The need to be perfect continues to strangle my life
I have always been a 'independent and perfectionist' as far as I can remember. As a kid I used to associate it as a mark of pride - of doing the things the right way all on my own. It's only when I reached high school, I got to know I use that as a shield to avoid any criticism and never reach out to others to avoid being seen as vulnerable. Thanks mom and my big bro for the constant criticism and bullying.
I think over time I have come to realize how harmful the need to do it alone and do it perfectly have hindered my life but it just feels so wrong to do things halfheartedly. I end up spending too much time planning things I want to do and end up doing none of that because I have worked up myself and get overwhelmed just thinking of how much I need to put it to achieve that.
As for asking for help, that's the same as well. I don't remember the last time I reached out to anyone for help. I just do my thing, and if anyone offers to help, I might say yes, but usually am happy to do it alone.

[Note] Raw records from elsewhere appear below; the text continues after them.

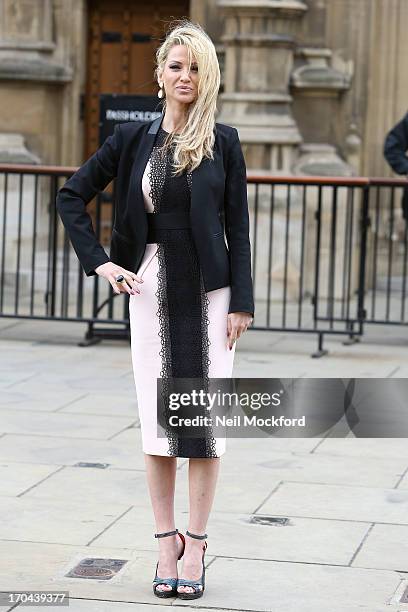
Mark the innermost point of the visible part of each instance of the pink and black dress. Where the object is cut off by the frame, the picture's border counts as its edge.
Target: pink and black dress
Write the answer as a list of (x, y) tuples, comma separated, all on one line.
[(178, 330)]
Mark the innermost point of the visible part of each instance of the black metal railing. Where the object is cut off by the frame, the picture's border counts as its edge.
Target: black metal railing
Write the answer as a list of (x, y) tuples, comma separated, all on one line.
[(329, 254)]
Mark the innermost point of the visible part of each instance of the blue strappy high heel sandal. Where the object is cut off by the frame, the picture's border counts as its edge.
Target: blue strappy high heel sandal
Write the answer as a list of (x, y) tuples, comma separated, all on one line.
[(197, 585), (170, 581)]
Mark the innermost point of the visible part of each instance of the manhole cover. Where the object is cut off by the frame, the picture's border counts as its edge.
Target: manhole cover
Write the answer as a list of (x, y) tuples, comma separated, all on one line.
[(269, 520), (98, 569)]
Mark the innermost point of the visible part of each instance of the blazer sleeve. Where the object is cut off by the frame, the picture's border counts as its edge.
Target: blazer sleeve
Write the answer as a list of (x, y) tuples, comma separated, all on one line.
[(92, 177), (237, 229), (396, 146)]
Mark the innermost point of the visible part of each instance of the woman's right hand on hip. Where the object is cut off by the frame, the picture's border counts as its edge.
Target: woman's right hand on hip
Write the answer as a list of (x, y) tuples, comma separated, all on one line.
[(110, 271)]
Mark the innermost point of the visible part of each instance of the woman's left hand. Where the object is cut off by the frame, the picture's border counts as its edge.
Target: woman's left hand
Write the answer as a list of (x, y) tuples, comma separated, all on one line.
[(237, 324)]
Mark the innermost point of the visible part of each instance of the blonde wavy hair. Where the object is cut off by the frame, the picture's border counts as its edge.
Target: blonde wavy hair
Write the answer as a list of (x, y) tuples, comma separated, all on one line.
[(196, 140)]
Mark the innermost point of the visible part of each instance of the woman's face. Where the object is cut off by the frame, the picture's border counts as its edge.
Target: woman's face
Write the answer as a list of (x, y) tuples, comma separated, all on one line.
[(176, 76)]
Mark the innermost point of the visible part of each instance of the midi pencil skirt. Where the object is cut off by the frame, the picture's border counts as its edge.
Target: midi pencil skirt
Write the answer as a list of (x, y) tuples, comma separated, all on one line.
[(150, 345)]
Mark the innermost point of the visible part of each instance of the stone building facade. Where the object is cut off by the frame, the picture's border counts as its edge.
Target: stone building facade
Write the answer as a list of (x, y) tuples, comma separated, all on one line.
[(327, 73), (312, 86)]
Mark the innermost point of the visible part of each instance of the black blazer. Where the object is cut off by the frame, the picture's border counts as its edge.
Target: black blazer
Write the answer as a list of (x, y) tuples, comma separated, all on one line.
[(218, 203)]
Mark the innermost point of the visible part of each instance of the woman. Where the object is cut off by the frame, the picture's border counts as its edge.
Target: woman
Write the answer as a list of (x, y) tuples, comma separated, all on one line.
[(178, 178)]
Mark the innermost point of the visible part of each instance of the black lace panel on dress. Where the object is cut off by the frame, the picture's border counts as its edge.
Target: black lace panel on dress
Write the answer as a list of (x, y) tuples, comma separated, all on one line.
[(183, 304)]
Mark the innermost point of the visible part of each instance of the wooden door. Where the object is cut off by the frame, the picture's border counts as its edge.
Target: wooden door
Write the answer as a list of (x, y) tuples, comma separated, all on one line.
[(123, 37)]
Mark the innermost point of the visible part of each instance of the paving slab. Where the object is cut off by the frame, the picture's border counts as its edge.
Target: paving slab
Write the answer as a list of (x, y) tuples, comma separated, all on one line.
[(43, 520), (103, 485), (239, 584), (234, 535), (33, 565), (15, 478), (60, 424), (313, 467), (124, 452), (338, 502), (363, 447), (386, 547)]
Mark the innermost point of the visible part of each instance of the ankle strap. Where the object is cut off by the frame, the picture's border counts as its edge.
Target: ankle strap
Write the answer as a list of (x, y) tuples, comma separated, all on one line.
[(197, 537), (165, 533)]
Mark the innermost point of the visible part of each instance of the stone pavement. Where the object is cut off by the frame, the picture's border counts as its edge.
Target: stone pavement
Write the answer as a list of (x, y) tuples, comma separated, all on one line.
[(343, 549)]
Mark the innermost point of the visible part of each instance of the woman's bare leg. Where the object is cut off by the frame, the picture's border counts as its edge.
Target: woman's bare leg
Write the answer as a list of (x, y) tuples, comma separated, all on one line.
[(161, 478), (203, 474)]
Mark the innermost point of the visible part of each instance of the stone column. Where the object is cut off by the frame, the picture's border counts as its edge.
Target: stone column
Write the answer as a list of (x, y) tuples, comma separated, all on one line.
[(259, 39)]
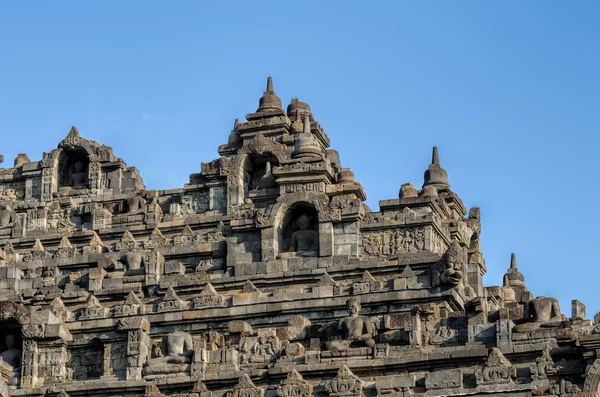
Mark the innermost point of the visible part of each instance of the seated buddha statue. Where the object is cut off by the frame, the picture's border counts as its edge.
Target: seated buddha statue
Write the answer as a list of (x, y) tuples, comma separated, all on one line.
[(79, 178), (7, 216), (304, 241), (356, 330), (178, 352)]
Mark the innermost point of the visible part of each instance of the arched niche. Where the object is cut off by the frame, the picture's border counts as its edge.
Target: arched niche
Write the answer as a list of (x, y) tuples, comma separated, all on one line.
[(73, 168), (298, 232), (11, 345), (257, 174)]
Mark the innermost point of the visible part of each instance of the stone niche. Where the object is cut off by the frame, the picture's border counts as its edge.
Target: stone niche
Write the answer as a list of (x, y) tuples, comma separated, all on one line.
[(73, 169), (11, 343), (298, 234), (258, 176)]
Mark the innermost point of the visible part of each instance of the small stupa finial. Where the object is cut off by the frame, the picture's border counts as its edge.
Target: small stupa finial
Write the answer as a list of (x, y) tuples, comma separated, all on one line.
[(513, 261), (306, 125), (435, 158), (435, 174), (270, 102)]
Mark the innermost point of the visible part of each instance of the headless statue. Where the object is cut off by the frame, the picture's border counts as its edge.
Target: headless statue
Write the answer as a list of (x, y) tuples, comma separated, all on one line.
[(12, 356), (543, 309), (305, 241), (179, 350), (79, 178), (356, 330), (7, 216), (136, 204)]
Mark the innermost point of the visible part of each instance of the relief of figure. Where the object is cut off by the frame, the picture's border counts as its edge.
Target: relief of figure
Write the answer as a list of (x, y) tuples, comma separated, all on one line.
[(79, 178), (356, 330), (178, 351), (136, 204), (543, 309), (304, 241), (7, 216), (12, 356), (450, 268)]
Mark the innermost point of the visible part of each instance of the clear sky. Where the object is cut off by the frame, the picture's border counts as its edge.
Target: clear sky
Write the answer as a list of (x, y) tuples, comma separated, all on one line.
[(508, 90)]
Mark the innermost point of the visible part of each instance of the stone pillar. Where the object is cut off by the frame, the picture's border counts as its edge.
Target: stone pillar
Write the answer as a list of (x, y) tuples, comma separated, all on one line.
[(138, 345)]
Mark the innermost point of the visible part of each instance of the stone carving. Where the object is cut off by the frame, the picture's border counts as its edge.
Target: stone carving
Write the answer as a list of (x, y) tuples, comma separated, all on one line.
[(93, 309), (170, 302), (355, 329), (175, 355), (89, 239), (345, 384), (209, 297), (497, 369), (444, 379), (294, 386), (7, 216), (450, 269), (132, 305), (12, 356), (394, 242), (245, 388), (543, 309), (544, 365)]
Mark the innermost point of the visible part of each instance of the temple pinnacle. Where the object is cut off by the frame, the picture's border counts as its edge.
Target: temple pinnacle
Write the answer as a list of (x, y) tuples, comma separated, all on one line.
[(306, 125), (435, 174), (270, 102), (435, 159)]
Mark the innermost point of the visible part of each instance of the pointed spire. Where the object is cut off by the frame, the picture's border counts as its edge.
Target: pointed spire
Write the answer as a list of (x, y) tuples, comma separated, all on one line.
[(513, 277), (306, 125), (435, 174), (270, 102), (435, 158), (37, 246)]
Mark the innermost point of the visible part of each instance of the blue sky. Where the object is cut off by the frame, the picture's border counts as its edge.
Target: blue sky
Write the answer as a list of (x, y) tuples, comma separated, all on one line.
[(509, 91)]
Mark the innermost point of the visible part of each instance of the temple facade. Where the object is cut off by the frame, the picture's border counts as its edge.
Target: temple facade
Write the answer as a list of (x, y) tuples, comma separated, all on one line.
[(265, 276)]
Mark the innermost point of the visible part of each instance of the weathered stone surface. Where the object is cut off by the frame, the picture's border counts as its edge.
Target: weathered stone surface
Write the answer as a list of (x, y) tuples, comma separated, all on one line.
[(265, 275)]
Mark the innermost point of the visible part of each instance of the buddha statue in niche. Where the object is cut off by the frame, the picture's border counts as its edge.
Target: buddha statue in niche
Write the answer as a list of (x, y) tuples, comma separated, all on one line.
[(12, 356), (355, 330), (136, 204), (178, 352), (304, 241), (7, 216), (78, 178)]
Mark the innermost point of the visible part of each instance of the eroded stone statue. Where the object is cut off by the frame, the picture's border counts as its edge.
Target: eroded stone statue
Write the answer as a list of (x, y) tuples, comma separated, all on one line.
[(12, 356), (178, 350), (305, 242), (79, 178), (543, 309), (7, 216), (356, 330)]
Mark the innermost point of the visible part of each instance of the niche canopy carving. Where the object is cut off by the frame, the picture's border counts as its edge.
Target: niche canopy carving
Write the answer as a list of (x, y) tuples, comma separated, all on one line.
[(298, 234)]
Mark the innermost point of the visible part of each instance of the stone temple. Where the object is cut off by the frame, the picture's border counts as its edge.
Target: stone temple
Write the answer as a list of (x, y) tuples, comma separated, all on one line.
[(265, 276)]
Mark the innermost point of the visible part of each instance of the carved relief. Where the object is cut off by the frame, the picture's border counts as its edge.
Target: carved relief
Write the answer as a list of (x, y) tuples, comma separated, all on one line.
[(394, 241)]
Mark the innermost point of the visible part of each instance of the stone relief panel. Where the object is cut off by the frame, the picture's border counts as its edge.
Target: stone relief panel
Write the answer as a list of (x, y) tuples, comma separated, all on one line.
[(391, 242)]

I am not sure if I will ever be able to outgrow these habits. I guess I need to embrace being imperfect and being needy - maybe for small things and eventually for larger things. Feels so wrong.
P.S. I just opened the blog, created a post, starting writing it and now I am gonna post it. Not reading what I wrote, not editing it. Nothing. Feels weird.
P.P.S - Once I hit published, I viewed the page and found a couple of grammatically errors, which I have since corrected. Ugh.